Friday, 20 November 2015


Devolution will happen; it’s on the agenda, and there is a good deal of cross-party support for it. Although I have reservations about some aspects and details of the government’s proposals, the direction of travel is essentially right.

But we need a dialogue and debate about two important issues.

The first is the importance of codifying the powers of local government and its relationship with the centre. Currently, there is a real danger that some powers and aspects of policy will be devolved to local councils, but that other powers will be removed from local councils, and more controls introduced in their place.

For instance, at the same time that parliament is considering The Cities and Local Government Devolution Bill, it is also considering a Housing and Planning Bill which expropriates a large number of planning issues from local decision-making and gives them to Whitehall.

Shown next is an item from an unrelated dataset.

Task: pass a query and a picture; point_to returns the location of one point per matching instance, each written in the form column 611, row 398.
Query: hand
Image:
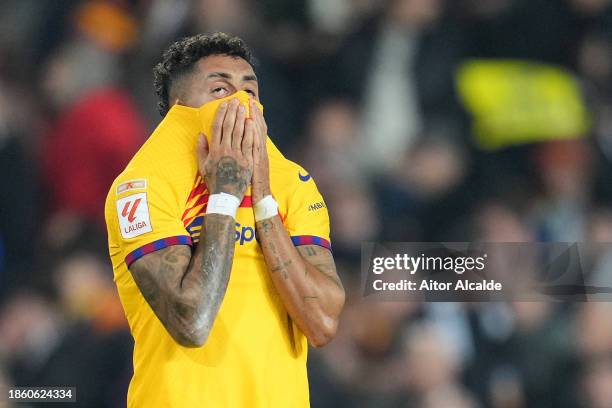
column 261, row 166
column 227, row 164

In the last parliament, the government portrayed the stand-alone housing revenue accounts as a major mechanism of decentralisation—a means of devolving power to local councils—but has now announced measures about rent-setting and determination which reverse devolution and move back to a centrist approach.

My point is that we need a time of reflection, with a discussion between Government, local government and this House about the framework for the constitutional relationships between the centre and local authorities of whatever kind, including combined authorities, so that we can look at the balance of powers and perhaps put down some markers or mechanisms for ensuring that the devolution we all support today is not taken back tomorrow. We need something of that kind. A constitutional convention has been mentioned—the Government may not like those words, but we need some mechanism to enable that to happen.

My second concern is about fiscal devolution. Last year, the Select Committee I chair produced a report on an all-party basis. It was overwhelmingly supported by the London Finance Commission, the Mayor of London and London boroughs, and the core cities. But it was dismissed by the government as something that it didn’t want to pursue.

However, the government is now pursuing the total localisation of business rates, but proposes to retain council tax capping and control by referendum. No other tax requires a referendum on any increase. I no more agree with this policy now than previously. Further, it is ludicrous that there has been no revaluation for council tax purposes for 25 years. And the government is simply refusing to consider any localisation of stamp duty or other property taxes or of income tax.

We need a serious look at wider fiscal devolution. Ultimately, simply giving to local councils the power to spend money that has been handed out from the centre is not real devolution at all.